I was typing up class lists in the office yesterday and enjoying the peace and quiet, after the workmen outside had ceased their drilling operations for the day. I pondered that they must be at least half way to the Earth’s core by now. Just as my mind wandered to what I was going to have for dinner, my gastronomic fantasies were interrupted by an alarm going off somewhere. Can’t be the fire alarm, I thought, the fire alarm is painfully loud and nobody had said there was going to be a fire drill. I went out to the studio to investigate, only to discover forty bemused students standing looking at each other with their fingers in their ears. Oops, looks like it must be the fire alarm after all. After clearing them all out and, my god, students move slower than snails even when they think they’re in a burning building, I joined the shuffling crocodile of bodies on the stairs.
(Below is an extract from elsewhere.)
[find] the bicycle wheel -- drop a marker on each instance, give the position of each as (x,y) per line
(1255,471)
Almost everyone had their fingers in their ears, except for me and the various individuals who’ve clearly blown their youthful cochleas right out of their heads with their i-Pods.
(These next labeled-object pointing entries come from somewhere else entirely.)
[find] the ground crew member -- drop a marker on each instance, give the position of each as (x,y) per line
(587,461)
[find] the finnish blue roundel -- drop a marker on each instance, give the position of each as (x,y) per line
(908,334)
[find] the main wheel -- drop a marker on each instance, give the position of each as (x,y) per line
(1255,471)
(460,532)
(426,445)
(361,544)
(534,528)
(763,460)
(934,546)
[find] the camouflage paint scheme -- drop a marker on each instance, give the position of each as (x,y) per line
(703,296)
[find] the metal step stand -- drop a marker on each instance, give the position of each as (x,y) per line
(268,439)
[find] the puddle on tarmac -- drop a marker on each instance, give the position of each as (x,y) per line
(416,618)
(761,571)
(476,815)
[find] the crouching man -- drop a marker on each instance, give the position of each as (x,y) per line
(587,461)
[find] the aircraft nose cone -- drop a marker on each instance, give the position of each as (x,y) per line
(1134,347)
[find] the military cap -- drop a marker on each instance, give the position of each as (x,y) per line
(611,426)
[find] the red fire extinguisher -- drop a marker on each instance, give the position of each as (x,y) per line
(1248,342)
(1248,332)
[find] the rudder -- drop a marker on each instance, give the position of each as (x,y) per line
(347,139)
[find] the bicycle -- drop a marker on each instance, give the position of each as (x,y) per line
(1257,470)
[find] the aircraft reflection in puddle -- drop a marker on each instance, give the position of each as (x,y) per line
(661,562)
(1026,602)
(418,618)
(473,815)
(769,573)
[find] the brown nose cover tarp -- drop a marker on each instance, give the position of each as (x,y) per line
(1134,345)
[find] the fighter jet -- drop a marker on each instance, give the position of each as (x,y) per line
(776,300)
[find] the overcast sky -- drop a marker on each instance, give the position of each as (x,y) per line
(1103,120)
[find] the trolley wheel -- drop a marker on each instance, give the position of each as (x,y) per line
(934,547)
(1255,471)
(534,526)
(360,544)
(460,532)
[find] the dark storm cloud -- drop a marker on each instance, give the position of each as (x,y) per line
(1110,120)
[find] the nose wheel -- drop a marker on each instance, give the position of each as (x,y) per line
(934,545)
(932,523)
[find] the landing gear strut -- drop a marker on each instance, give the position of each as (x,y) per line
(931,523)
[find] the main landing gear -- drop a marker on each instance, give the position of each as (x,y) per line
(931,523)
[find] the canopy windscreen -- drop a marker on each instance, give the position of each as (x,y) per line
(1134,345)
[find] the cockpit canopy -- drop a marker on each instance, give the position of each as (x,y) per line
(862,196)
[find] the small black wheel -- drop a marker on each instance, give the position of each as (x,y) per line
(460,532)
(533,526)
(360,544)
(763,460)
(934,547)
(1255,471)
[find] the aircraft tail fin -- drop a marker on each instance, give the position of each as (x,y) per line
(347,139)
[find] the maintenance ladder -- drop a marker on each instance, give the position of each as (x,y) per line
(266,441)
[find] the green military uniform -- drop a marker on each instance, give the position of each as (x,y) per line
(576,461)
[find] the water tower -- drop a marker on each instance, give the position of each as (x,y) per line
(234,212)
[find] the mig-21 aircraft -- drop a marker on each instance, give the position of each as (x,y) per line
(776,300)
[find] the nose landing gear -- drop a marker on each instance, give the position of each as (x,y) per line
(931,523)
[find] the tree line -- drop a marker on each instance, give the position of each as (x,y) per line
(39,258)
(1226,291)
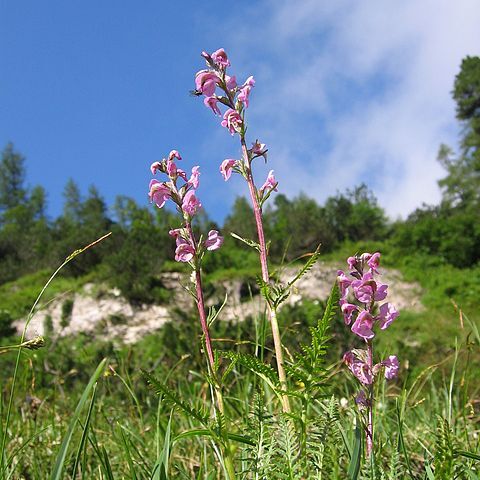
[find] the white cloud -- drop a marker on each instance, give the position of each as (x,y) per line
(352,91)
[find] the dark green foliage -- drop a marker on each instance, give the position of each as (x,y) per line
(66,315)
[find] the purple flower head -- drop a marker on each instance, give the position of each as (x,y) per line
(363,325)
(348,310)
(259,148)
(194,179)
(226,168)
(231,82)
(359,368)
(175,232)
(270,183)
(344,282)
(352,262)
(220,58)
(171,168)
(206,82)
(374,261)
(190,203)
(212,102)
(249,82)
(232,120)
(388,313)
(174,154)
(214,241)
(391,367)
(159,193)
(367,289)
(155,166)
(181,173)
(381,292)
(361,399)
(206,56)
(184,251)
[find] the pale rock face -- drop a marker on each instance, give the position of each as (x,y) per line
(111,316)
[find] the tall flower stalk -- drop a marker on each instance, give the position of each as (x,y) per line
(218,88)
(360,294)
(190,250)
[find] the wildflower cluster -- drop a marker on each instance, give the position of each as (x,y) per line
(188,204)
(218,89)
(365,314)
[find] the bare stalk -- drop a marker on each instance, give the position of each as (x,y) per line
(229,466)
(370,401)
(272,315)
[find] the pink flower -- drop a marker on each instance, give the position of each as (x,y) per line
(352,262)
(206,56)
(181,173)
(348,310)
(365,257)
(206,82)
(155,166)
(388,313)
(232,120)
(226,168)
(270,183)
(220,58)
(367,289)
(359,368)
(231,82)
(174,154)
(171,168)
(194,179)
(258,148)
(214,241)
(175,232)
(363,325)
(374,261)
(184,251)
(381,291)
(250,82)
(159,193)
(391,367)
(212,103)
(361,399)
(343,283)
(190,203)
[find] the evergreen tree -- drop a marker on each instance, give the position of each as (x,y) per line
(12,178)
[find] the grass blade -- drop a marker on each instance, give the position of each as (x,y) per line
(354,466)
(62,454)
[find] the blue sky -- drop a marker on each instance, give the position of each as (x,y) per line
(346,92)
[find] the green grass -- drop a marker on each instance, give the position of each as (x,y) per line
(427,420)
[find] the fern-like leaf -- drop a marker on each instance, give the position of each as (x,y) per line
(307,369)
(172,397)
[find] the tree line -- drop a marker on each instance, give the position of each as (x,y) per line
(140,246)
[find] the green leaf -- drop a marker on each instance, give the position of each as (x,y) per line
(246,241)
(201,432)
(256,366)
(172,396)
(463,453)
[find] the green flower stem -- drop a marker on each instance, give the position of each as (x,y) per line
(272,314)
(370,401)
(220,408)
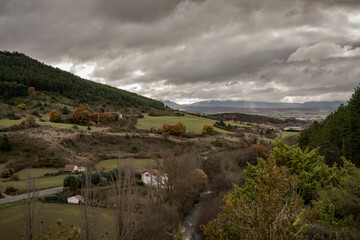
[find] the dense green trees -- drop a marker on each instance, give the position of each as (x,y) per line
(18,72)
(338,135)
(292,195)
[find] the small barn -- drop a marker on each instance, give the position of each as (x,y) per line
(153,177)
(81,169)
(77,199)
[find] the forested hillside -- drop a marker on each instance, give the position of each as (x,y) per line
(18,72)
(339,134)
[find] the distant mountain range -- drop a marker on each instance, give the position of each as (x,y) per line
(214,106)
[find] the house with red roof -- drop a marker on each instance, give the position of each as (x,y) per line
(77,199)
(70,168)
(154,177)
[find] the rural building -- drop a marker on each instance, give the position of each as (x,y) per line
(153,177)
(292,129)
(70,168)
(81,169)
(75,199)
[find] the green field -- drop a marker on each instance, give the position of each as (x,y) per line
(12,219)
(286,134)
(40,183)
(35,172)
(138,163)
(192,123)
(8,123)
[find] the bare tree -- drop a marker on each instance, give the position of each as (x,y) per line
(90,213)
(30,209)
(124,200)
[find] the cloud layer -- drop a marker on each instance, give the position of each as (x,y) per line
(187,50)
I ought to have been concerned by the smell of burning and the sound of the fire engines, but my heart was sinking rather fast at the cold realisation that I, too, had needed to have my fingers in my ears the last time we had a fire drill. I desperately racked my brains to remember how long ago that was. Was it only a year, no, it must be at least two… no, forgot about Harry Flanders sitting a computer keyboard on top of a 5KW photography spotlight last year before going off for a teabreak…no, the alarm didn’t go off that time, it was the toxic fumes that forced us all to evacuate.
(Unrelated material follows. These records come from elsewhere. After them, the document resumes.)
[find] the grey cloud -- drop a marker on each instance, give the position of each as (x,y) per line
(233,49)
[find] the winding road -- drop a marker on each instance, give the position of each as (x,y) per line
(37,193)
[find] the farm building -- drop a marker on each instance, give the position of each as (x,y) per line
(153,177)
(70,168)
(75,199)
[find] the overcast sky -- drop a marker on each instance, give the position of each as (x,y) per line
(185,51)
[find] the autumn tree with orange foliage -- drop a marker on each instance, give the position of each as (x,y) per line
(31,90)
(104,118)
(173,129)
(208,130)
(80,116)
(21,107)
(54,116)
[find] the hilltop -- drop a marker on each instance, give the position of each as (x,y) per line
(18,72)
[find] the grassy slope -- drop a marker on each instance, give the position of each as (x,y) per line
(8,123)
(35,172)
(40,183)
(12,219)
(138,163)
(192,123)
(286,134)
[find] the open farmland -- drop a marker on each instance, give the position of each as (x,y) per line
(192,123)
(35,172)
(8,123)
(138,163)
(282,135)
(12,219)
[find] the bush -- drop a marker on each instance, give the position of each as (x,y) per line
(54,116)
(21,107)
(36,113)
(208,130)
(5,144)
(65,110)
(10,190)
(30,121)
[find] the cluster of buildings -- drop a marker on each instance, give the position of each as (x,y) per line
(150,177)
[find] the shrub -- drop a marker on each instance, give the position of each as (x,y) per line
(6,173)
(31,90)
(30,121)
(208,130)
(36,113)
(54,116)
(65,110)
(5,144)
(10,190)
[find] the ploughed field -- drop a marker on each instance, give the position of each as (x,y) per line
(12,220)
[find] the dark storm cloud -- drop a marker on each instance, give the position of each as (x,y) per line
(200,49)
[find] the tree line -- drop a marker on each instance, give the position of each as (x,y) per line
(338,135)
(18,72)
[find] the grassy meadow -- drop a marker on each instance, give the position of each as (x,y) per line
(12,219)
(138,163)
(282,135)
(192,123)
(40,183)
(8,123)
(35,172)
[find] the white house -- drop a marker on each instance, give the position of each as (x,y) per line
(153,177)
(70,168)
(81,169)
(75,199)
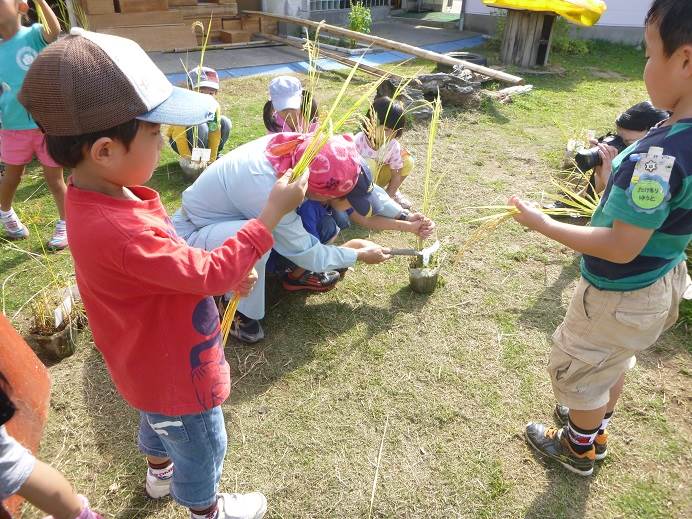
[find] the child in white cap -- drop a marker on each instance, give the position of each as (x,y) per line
(211,135)
(284,112)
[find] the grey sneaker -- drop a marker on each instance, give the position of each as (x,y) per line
(552,442)
(14,228)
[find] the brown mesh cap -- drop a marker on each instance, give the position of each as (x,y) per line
(89,82)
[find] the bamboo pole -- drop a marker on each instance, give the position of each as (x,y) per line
(397,46)
(332,55)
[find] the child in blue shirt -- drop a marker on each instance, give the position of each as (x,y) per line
(633,266)
(20,137)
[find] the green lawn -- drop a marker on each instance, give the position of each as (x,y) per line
(454,376)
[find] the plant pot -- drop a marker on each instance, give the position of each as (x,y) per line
(423,280)
(58,346)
By the time I got outside, my heart had sunk right through my feet and fallen down the workmen’s borehole to the Earth’s core. I could feel my eyes welling up. Fortunately, I was  saved yet again from public lacrimosity, by the timely distraction of a very loud crunching noise resonating in my switched back on left ear. As usual, in my monaural state, I turned to look erroneously in the complete opposite direction to the source of the sound, before finally locating a white Ford Transit van impatiently trying to squeeze past the fire engines. It had mounted the pavement and was slowly flattening a whole row of the workmen’s traffic cones in the process.

The fire, which turned out to have been a minor incident in the basement, was swiftly dealt with and we all shuffled slowly inside again. Back in the empty studio, everything was just as it had been left, but to me, it all felt rather different.